Den Bewohnern von Los Angeles sind garage sales so vertraut, dass sie dieses Phänomen womöglich als etwas ganz Selbstverständliches wahrnehmen; Geigers eher distanzierter Blick eröffnet uns die bizarren und ästhetisch ansprechenden Aspekte des garage sale. Außerdem wird dem Betrachter vor Augen geführt, wie komplex das Alltagsleben in Los Angeles tatsächlich ist, konträr zu den verbreiteten Klischees über das Leben in den Vorstädten.

(1) Claude Levi-Strauss, "Pioneer Zone" in Tristes Tropiques (London, 1974)

(2) Michel de Certeau, The Practice of Everyday Life (Berkeley and Los Angeles: University of California Press, 1988)

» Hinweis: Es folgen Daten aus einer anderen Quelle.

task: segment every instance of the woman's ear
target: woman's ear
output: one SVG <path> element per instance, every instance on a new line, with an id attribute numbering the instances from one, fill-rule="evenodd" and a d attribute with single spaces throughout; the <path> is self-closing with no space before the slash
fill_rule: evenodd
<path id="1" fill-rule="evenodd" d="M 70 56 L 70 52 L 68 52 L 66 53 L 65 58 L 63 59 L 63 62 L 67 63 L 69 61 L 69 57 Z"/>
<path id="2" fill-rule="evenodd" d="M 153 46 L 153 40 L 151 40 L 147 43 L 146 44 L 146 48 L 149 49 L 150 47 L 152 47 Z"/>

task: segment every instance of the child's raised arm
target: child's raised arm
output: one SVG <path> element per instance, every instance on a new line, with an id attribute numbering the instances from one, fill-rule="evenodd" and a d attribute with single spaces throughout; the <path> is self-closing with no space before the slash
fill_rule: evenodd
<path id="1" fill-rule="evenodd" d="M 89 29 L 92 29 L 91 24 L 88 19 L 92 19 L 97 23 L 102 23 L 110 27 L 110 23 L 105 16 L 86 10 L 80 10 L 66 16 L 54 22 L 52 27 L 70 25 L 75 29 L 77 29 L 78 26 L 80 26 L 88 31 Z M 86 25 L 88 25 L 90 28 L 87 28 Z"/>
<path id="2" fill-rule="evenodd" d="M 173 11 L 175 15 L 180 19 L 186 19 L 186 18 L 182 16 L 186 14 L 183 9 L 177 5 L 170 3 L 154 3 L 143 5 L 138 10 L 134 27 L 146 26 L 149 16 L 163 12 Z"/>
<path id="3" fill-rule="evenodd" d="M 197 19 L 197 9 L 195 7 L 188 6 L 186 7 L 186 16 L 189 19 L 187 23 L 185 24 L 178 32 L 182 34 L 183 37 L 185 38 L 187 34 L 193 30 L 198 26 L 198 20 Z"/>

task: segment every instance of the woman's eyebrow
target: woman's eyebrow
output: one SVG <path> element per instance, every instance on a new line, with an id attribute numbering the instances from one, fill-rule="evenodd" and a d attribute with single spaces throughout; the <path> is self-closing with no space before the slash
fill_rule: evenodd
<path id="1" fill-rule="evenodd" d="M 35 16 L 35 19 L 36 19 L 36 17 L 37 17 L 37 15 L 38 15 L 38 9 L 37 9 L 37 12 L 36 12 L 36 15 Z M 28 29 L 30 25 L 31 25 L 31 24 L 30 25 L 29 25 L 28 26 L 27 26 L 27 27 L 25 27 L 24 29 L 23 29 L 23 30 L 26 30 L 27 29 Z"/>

(3) Margaret Crawford, "Blurring the Boundaries: Public Space and Private Life" in John Chase, Margaret Crawford und John Kaliski, ed., Everyday Urbanism (New York: Monacelli Press 1999), 22-35

(4) Henri Lefebvre, Critique of Everyday Life (New York: Verso, 1991),
zitiert in Mary McLeod, "Henri Lefebvre's Critique of Everyday Life: An Introduction", in Steven Harris und Deborah Burke, ed., Architecture of the Everyday (New York: Princeton Architectural Press, 1997), 16.